JEP 291: Deprecate the Concurrent Mark Sweep (CMS) Garbage Collector
Scott Palmer
swpalmer at gmail.com
Thu Apr 6 16:13:17 UTC 2017
> On Apr 6, 2017, at 11:06 AM, Thomas Schatzl <thomas.schatzl at oracle.com> wrote:
>
> Hi,
>
> On Tue, 2017-04-04 at 23:48 -0700, kant kodali wrote:
>> I don't really understand the rationale for JEP 291. If the whole
>> point of Jigsaw is to reduce the memory footprint such that Java can
>> run effectively on containers and smaller devices such as raspberry
>> pi then I wonder how G1 flares on these small devices ? especially
>> when we know CMS performs well on smaller heap sizes. In short, I'm
>> just trying to say while its great that JDK team came up with Jigsaw
>> to optimize and run effectively for smaller devices but then we are
>> introducing slower Garbage collector?!
>
> just curious: what "smaller heap sizes" on these devices do you have
> in mind?
>
> Maybe you can even provide some kind of application where CMS
> significantly outperforms (on which metric(s)) G1?
I’ve been monitoring this conversation wondering what the alternative is for a low-pause collector.
My company makes video software and we have spent a lot of time dealing with GC pause times that can introduce glitches in a live video stream. I'm talking about network broadcast TV where glitches in the output are deal-breakers. With buffering we can reduce the disruption to a live stream, but it introduces latency. We must have low latency.

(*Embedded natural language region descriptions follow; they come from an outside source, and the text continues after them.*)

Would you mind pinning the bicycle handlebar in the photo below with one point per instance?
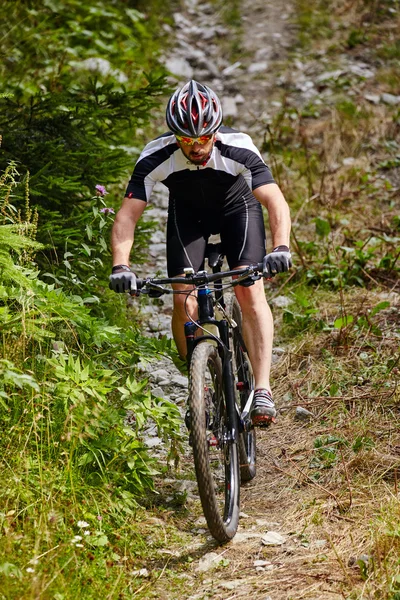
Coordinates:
(199, 278)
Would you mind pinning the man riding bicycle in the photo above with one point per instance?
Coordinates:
(217, 182)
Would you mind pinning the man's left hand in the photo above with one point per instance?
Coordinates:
(278, 261)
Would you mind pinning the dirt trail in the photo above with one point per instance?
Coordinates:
(307, 563)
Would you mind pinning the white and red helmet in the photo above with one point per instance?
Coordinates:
(194, 110)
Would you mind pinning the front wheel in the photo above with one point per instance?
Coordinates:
(215, 456)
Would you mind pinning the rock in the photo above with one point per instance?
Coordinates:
(141, 573)
(273, 538)
(261, 563)
(244, 536)
(160, 375)
(302, 414)
(231, 585)
(361, 70)
(374, 98)
(258, 67)
(209, 561)
(179, 380)
(329, 75)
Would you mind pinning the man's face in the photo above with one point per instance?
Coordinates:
(197, 153)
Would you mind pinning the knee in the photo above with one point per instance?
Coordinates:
(250, 296)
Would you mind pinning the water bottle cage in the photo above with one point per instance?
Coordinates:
(250, 280)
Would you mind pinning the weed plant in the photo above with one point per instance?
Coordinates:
(73, 414)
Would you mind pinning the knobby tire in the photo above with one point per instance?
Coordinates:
(217, 466)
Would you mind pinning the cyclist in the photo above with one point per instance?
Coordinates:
(217, 183)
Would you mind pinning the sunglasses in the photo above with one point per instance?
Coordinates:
(203, 139)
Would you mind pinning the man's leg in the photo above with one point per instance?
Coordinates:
(184, 306)
(258, 329)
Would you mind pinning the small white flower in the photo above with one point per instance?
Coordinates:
(82, 524)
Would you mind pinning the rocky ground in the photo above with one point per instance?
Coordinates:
(291, 539)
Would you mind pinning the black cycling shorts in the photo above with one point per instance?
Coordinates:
(241, 229)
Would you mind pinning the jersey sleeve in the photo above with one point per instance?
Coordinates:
(141, 183)
(150, 168)
(239, 148)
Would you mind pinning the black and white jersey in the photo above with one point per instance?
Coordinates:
(234, 169)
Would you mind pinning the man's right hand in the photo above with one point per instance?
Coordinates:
(122, 279)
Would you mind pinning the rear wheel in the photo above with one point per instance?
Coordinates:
(215, 457)
(245, 384)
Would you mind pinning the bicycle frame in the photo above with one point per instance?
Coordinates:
(206, 317)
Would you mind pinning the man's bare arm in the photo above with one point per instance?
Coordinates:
(271, 197)
(123, 231)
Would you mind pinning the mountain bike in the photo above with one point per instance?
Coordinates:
(221, 388)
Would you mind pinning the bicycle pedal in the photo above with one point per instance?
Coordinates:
(264, 422)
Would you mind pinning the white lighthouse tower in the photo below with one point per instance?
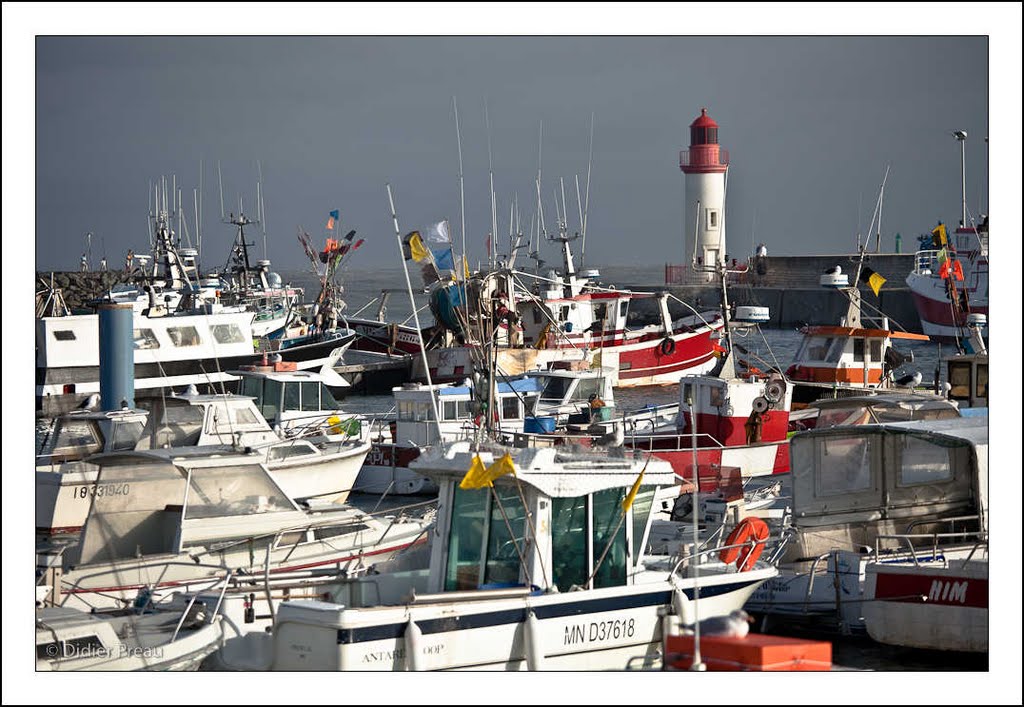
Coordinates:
(705, 165)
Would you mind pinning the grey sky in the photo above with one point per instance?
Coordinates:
(810, 123)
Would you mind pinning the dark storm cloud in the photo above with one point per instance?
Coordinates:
(810, 123)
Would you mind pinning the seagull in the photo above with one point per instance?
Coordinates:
(908, 381)
(734, 625)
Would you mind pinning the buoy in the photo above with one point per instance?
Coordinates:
(749, 529)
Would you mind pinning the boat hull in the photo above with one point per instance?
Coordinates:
(602, 629)
(935, 608)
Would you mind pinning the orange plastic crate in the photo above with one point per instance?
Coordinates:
(754, 652)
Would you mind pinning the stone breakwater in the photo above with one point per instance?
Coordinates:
(80, 288)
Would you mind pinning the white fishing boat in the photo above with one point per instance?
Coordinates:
(858, 492)
(176, 634)
(548, 569)
(159, 517)
(320, 464)
(387, 466)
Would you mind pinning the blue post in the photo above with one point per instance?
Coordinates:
(117, 357)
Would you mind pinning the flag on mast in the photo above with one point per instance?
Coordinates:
(872, 280)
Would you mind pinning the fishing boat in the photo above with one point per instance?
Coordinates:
(175, 634)
(949, 280)
(858, 493)
(934, 601)
(856, 356)
(546, 569)
(462, 413)
(568, 316)
(161, 518)
(316, 464)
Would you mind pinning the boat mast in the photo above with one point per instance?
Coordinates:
(961, 136)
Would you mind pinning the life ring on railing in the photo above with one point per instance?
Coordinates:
(744, 556)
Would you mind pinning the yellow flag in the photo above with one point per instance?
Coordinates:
(631, 496)
(416, 247)
(500, 468)
(876, 282)
(476, 475)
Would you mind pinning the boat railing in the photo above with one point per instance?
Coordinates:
(192, 601)
(683, 442)
(915, 548)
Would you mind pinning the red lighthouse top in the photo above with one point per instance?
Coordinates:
(704, 121)
(705, 154)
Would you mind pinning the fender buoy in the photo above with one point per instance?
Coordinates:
(744, 556)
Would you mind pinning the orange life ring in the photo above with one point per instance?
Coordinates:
(747, 530)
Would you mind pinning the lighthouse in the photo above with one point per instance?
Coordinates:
(705, 165)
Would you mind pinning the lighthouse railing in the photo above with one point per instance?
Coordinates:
(702, 158)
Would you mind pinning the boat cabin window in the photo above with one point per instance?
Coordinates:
(328, 401)
(876, 350)
(291, 398)
(608, 533)
(568, 536)
(310, 394)
(81, 437)
(511, 409)
(267, 394)
(291, 451)
(924, 461)
(641, 509)
(587, 387)
(183, 336)
(843, 465)
(858, 350)
(144, 338)
(555, 387)
(173, 424)
(485, 540)
(126, 434)
(455, 410)
(580, 538)
(817, 348)
(960, 380)
(239, 490)
(227, 333)
(414, 412)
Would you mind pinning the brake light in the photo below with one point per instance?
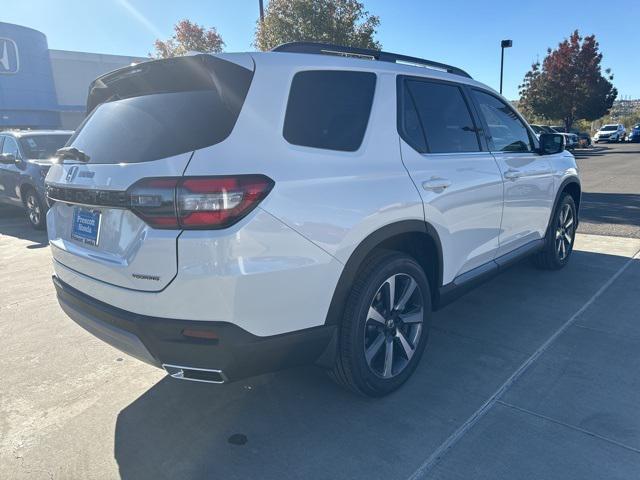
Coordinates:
(197, 202)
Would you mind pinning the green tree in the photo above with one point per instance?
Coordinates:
(342, 22)
(189, 36)
(569, 85)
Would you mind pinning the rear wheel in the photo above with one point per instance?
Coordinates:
(560, 237)
(385, 325)
(35, 209)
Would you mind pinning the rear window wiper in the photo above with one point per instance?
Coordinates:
(71, 153)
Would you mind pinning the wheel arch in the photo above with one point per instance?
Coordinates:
(572, 186)
(414, 237)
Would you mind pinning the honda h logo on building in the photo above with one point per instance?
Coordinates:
(9, 60)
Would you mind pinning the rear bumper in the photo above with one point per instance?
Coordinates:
(235, 352)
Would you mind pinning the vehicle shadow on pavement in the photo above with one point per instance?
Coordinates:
(613, 208)
(298, 424)
(13, 223)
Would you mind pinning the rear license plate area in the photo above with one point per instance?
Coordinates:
(86, 226)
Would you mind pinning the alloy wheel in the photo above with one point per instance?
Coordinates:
(565, 231)
(394, 325)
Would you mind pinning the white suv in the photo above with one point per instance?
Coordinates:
(226, 215)
(614, 132)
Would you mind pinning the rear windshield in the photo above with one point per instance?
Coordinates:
(329, 109)
(162, 109)
(42, 147)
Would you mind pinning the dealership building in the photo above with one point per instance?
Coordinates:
(42, 88)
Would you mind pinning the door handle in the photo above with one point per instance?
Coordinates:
(436, 184)
(512, 174)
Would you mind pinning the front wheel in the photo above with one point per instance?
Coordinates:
(558, 244)
(385, 325)
(35, 210)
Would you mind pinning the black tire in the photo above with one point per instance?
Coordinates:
(370, 376)
(36, 210)
(555, 256)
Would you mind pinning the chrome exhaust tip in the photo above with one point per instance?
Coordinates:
(204, 375)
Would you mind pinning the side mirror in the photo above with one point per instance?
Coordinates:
(551, 143)
(7, 158)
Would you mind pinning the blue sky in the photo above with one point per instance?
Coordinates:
(465, 34)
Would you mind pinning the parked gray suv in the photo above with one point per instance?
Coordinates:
(25, 158)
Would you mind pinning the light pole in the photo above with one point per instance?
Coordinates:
(504, 44)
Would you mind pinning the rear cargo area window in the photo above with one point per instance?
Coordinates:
(161, 109)
(329, 109)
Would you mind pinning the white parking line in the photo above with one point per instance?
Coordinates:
(453, 439)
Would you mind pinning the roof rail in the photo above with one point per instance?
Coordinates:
(365, 54)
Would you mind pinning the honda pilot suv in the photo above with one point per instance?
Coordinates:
(221, 216)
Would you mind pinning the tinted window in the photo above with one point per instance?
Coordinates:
(162, 109)
(41, 147)
(329, 109)
(444, 116)
(10, 146)
(508, 133)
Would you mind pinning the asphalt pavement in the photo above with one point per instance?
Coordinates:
(532, 375)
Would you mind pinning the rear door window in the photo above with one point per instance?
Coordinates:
(443, 115)
(329, 109)
(161, 109)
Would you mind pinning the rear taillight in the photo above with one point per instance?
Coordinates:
(194, 203)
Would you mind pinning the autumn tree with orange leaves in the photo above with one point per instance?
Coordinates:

In our application, we have found that so far the CMS collector has significantly lower maximum pause times than G1. It might be possible to tune G1 to get the times down, but our initial attempts were unsuccessful. Tuning GC can be a complex and time-consuming task and there was only so much time to go down that path with G1 when we were managing with CMS. (Though we do have some ugly hacks to keep it performing, like forcing full GCs at regular intervals.)
We have max GC pause times with CMS in the range of 30-50ms. I believe we found that G1 was 2x to 3x worse than that. The Java heap size in our application is generally under 1GB. From what I’ve read it seems that G1 is really designed for larger heaps.